GroupSorted (Distinct) operator

The GroupSorted (Distinct) operator can be used to apply distinctness. It requires that the input stream is already sorted on the distinct columns. It reads a row from its child operator and initializes the current distinct columns’ values to be filtered. The row is returned to the parent operator. When the group sorted operator is called again to fetch another row, it fetches another row from its child and compares the values to the current cached values. If the value is a duplicate, then the row is discarded and the child is called again to fetch a new row. This process continues until a new distinct row is found. The distinct columns’ values for this row are cached and will be used later to eliminate nondistinct rows. The current row is returned to the parent operator for further processing.

The GroupSorted (Distinct) operator returns a sorted stream. The fact that it returns a sorted and distinct data stream are properties that the optimizer can exploit to improve performance in additional upstream processing. The GroupSorted (Distinct) operator is a nonblocking operator. It returns a distinct row to its parent as soon as it is fetched. It does not require that the entire input stream is processed before it can start returning rows. The following query collects distinct last and first author’s names.

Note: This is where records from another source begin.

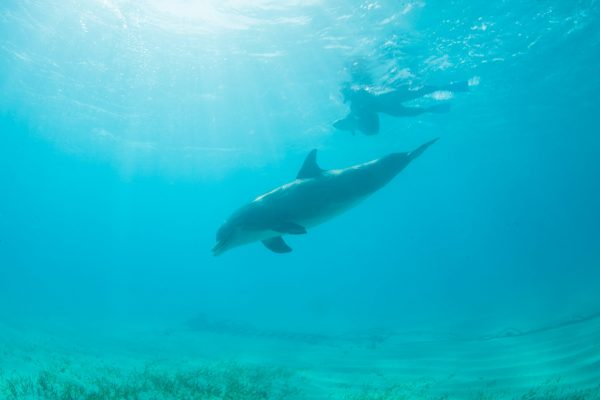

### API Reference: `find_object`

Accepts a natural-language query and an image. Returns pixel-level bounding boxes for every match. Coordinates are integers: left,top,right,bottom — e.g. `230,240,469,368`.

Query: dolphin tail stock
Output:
408,138,440,161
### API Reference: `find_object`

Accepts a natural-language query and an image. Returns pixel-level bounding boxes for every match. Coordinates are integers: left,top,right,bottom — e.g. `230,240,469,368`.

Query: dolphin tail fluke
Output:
408,138,439,161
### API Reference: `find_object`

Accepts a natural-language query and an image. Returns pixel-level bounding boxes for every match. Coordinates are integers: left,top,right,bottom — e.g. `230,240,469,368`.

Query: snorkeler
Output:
333,81,469,135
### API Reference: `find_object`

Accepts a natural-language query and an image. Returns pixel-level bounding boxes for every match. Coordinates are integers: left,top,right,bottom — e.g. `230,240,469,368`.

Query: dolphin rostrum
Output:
213,139,437,255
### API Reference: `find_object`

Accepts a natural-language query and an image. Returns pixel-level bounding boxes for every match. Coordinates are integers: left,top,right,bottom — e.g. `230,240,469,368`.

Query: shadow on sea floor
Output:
0,315,600,400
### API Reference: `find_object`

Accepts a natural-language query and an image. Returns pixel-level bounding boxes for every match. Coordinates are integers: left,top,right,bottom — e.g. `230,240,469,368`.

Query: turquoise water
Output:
0,0,600,400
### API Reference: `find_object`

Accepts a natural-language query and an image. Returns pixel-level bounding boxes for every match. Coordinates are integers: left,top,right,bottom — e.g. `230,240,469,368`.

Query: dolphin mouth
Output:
212,240,227,257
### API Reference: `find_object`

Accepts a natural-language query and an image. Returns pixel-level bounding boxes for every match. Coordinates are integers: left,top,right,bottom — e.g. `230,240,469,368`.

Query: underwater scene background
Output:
0,0,600,400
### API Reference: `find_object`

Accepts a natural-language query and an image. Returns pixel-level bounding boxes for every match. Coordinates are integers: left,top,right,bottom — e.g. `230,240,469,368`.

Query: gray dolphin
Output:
213,139,437,255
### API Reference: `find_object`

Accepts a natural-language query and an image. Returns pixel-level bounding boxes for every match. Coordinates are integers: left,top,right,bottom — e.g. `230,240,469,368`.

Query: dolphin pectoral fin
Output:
296,149,323,179
271,222,306,235
262,236,292,254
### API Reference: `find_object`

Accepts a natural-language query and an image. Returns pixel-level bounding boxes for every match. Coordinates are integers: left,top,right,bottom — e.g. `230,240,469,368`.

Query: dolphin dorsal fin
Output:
296,149,323,179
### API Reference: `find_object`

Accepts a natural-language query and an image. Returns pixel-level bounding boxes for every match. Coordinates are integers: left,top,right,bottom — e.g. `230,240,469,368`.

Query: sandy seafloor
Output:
0,316,600,400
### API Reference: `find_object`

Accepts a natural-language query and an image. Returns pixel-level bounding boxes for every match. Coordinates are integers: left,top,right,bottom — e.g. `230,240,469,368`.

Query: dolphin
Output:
212,138,438,256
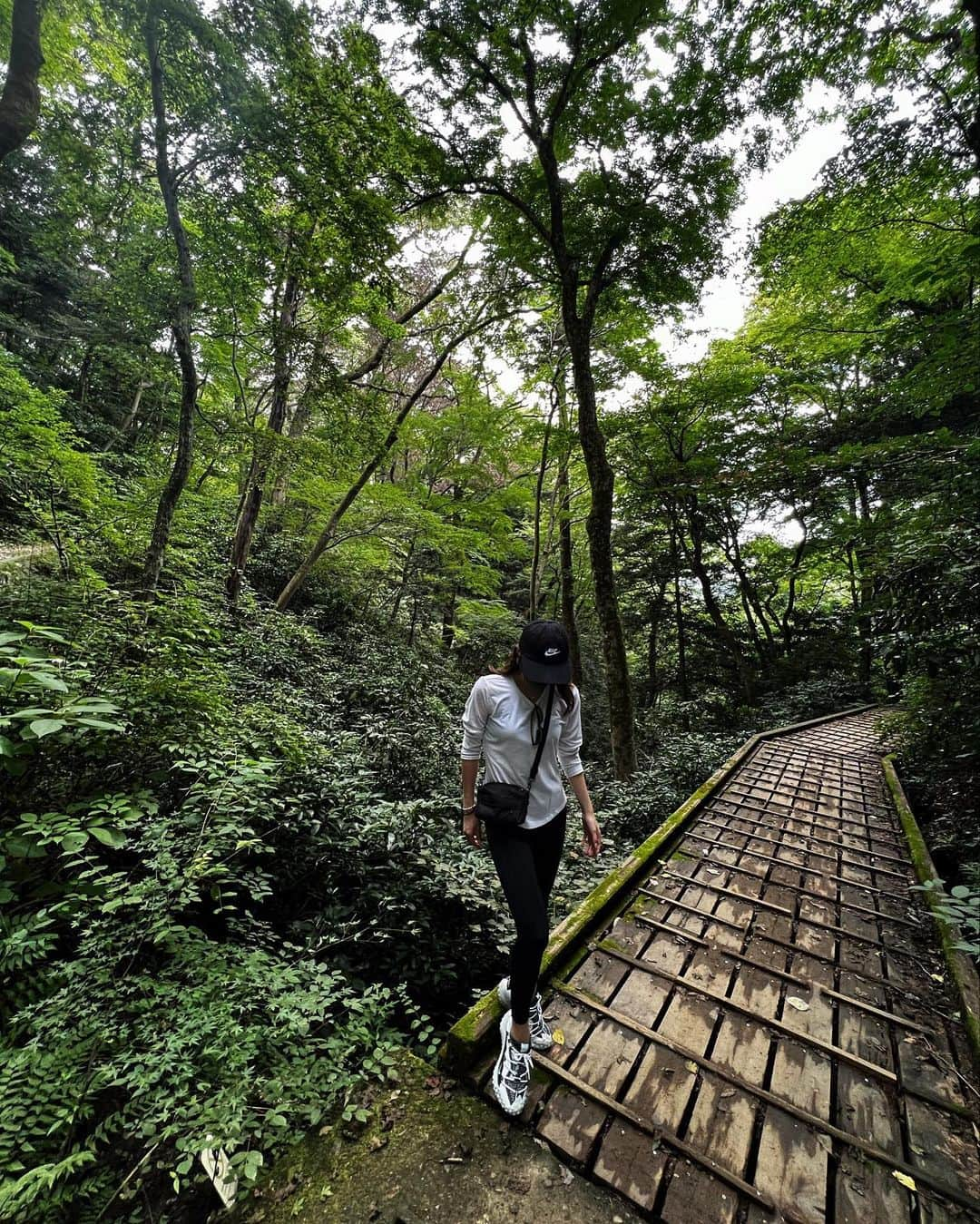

1> select distinct au_lname, au_fname
2> from authors
3> where au_lname = "Bloom"

QUERY PLAN FOR STATEMENT 1 (at line 2).

2 operator(s) under root

The type of query is SELECT.

ROOT:EMIT Operator

	|GROUP SORTED Operator
	|Distinct
	|
	|   |SCAN Operator
	|   |  FROM TABLE
	|   |  authors
	|   |  Index : aunmind
	|   |  Forward Scan.
	|   |  Positioning by key.
	|   |  Index contains all needed columns. Base table will not be read.
	|   |  Keys are:
	|   |    au_lname ASC
	|   |  Using I/O Size 2 Kbytes for index leaf pages.
	|   |  With LRU Buffer Replacement Strategy for index leaf pages.

The SortOp (Distinct) operator is chosen in this query plan to apply the distinct property because the scan operator is returning rows in sorted order for the distinct columns au_lname and au_fname. By using the GroupSorted operator here, there is no I/O and minimal CPU overhead.

The GroupSorted (Distinct) operator can also be used to implement vector aggregation. See “Vector aggregation operators” for more information. The showplan output prints the line Distinct to indicate that this GroupSorted (Distinct) operator is implementing the distinct property.